De Maria: I think the First World War certainly marked a watershed for western society and it did so for a number of reasons. It marked the beginnings of horrors such as the use of poison gas as a means of mass killing and the aerial bombing of civilians that became commonplace during the Second World War, but also social changes such as large numbers of women going into the workplace and millions of women left unable to marry after the war. However, wars are by definition bloody and traumatic, every war to some extent will be a watershed or flashpoint moment for the nations involved; social structures will break down, families will be separated because of men going away to fight, the innocent will get caught in the crossfire and the survivors will have to come to terms with the aftermath. My feeling is that the Second World War had a much more devastating impact, but the question of the full significance of the First World War will be debated for many decades to come.
Thanks for speaking to us! One last question: are you working on any other novels?
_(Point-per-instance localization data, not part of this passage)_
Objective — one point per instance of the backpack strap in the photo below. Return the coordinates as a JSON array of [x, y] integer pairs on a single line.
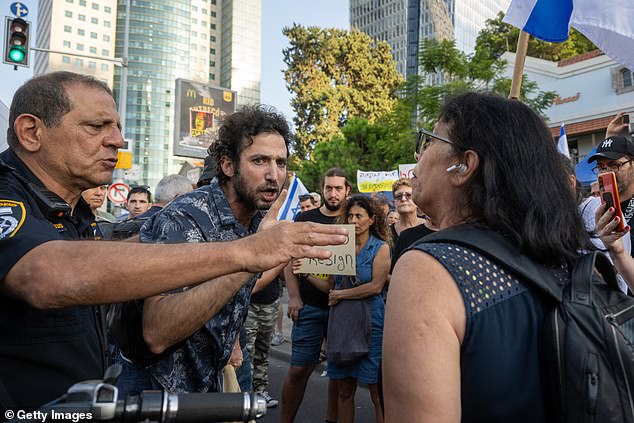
[[582, 272], [503, 252]]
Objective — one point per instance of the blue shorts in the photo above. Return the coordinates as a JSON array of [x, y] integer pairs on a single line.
[[309, 330]]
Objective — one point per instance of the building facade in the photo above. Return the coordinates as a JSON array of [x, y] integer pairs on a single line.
[[591, 88], [76, 28], [404, 24]]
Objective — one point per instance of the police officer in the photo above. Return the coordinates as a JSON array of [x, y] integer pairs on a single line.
[[63, 138]]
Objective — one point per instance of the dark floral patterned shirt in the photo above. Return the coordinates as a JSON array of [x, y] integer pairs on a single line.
[[203, 215]]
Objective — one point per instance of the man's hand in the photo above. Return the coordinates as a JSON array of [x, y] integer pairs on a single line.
[[606, 228], [616, 125], [295, 304], [286, 241]]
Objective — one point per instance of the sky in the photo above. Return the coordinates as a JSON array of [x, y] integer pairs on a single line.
[[276, 14]]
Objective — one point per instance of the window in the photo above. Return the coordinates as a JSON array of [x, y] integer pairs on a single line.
[[626, 75]]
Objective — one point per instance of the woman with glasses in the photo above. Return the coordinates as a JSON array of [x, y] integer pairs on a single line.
[[461, 338], [407, 211]]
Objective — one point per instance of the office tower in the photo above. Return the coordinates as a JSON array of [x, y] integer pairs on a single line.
[[213, 42], [216, 42], [76, 28], [403, 24]]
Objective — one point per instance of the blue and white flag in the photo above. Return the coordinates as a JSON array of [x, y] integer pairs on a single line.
[[562, 144], [290, 208], [608, 24]]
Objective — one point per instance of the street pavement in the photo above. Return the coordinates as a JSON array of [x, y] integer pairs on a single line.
[[313, 408]]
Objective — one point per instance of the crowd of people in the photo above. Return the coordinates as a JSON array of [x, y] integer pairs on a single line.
[[456, 338]]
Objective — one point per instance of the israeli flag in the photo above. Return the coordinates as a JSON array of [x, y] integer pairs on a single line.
[[290, 208], [609, 25], [562, 144]]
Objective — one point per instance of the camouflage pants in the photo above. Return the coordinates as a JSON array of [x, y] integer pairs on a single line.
[[259, 325]]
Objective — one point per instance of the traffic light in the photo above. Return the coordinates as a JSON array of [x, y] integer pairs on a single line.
[[16, 42]]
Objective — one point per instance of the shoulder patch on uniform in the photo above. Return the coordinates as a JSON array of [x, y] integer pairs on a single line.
[[12, 215]]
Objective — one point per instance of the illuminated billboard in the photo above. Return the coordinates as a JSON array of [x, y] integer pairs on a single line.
[[199, 113]]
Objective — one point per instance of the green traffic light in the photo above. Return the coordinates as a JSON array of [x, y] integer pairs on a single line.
[[17, 54]]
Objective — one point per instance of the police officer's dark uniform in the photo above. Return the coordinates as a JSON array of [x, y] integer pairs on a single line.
[[42, 352]]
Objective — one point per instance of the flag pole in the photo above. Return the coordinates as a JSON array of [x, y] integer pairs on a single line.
[[518, 69]]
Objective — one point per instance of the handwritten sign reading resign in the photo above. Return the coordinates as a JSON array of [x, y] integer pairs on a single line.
[[341, 262]]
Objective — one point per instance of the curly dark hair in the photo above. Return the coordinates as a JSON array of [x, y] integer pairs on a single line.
[[237, 131], [374, 209], [521, 187]]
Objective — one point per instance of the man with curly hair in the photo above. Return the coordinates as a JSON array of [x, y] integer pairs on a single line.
[[196, 329]]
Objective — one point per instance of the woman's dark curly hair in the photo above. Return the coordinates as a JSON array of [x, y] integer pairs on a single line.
[[238, 130], [374, 209]]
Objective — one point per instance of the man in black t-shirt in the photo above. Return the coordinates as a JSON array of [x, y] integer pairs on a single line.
[[308, 307]]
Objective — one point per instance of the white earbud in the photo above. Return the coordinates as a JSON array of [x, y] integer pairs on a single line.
[[458, 167]]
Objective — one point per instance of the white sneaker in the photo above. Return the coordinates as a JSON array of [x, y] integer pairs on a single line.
[[270, 401]]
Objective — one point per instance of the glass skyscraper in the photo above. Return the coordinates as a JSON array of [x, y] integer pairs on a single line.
[[403, 24]]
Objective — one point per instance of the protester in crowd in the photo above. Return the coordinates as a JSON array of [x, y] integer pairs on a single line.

De Maria: I am indeed working on another novel at the moment and I have a couple more plans in the pipeline. All I can say is that my guilty little hobby is detective fiction – Sherlock Holmes, Poirot, Miss Marple, Morse, Lewis, Fr Brown, Fr Dowling, Foyle, Adam Dalgleish, Jonathan Creek – I love reading and watching crime drama. so my next book may involve the odd mysterious corpse or two…
James Casper
August 13, 2015 at 1:12 pm
There is a tradition here: One of the foremost British abortion opponents of an earlier era was Elizabeth Anscombe, a conservative Catholic regarded by many as the greatest female philosopher of the twentieth century. Anscombe teamed up with a mutual friend, the late Professor of Philosophy John Dolan (University of Minnesota) and South African the late Dr. Hymie Gordon ( Mayo Clinic) to form and conduct the Program in Human Rights at the University of Minnesota. With the three of them in the same room, one was in the immediate company of possibly the most formidably intellectual and philosophical opponents of abortion. Professor Dolan provided inspiration and background in medical ethics; Anscombe the ‘wrecking ball’ analysis that demolished C. S. Lewis in a legendary debate; and Hymie Gordon the experience of a lifelong medical practitioner. Gordon, who had provided medical assistance to thousands of women and delivered thousands of babies, once said, “I never had a woman ask me, ‘Doctor, how is my fetus doing?”” Dumbstruck and tongue-tied in such company, I once spent an evening with Anscombe at Professor Dolan’s home in Minneapolis, and had an opportunity to do an independent study of Ludwig Wittgenstein supervised by the Anscombe, Wittgenstein’s student protégé and biographer. This was a great honor but well beyond me, as C. S. Lewis had found out much earlier. Like Lewis, I turned to fiction-writing. Alas, these three pro-life giants are no longer with us, but it is good to see Fiorella de Maria and a new generation filling the ranks. She probably was not yet born when I sputtered my way, quite over my head in such company. To judge from her excellent novels, I wish she had been there. I also wish Notre Dame Professor Dr. Gary Gutting, a former classmate at Saint Louis University, had been there, but that is quite another story!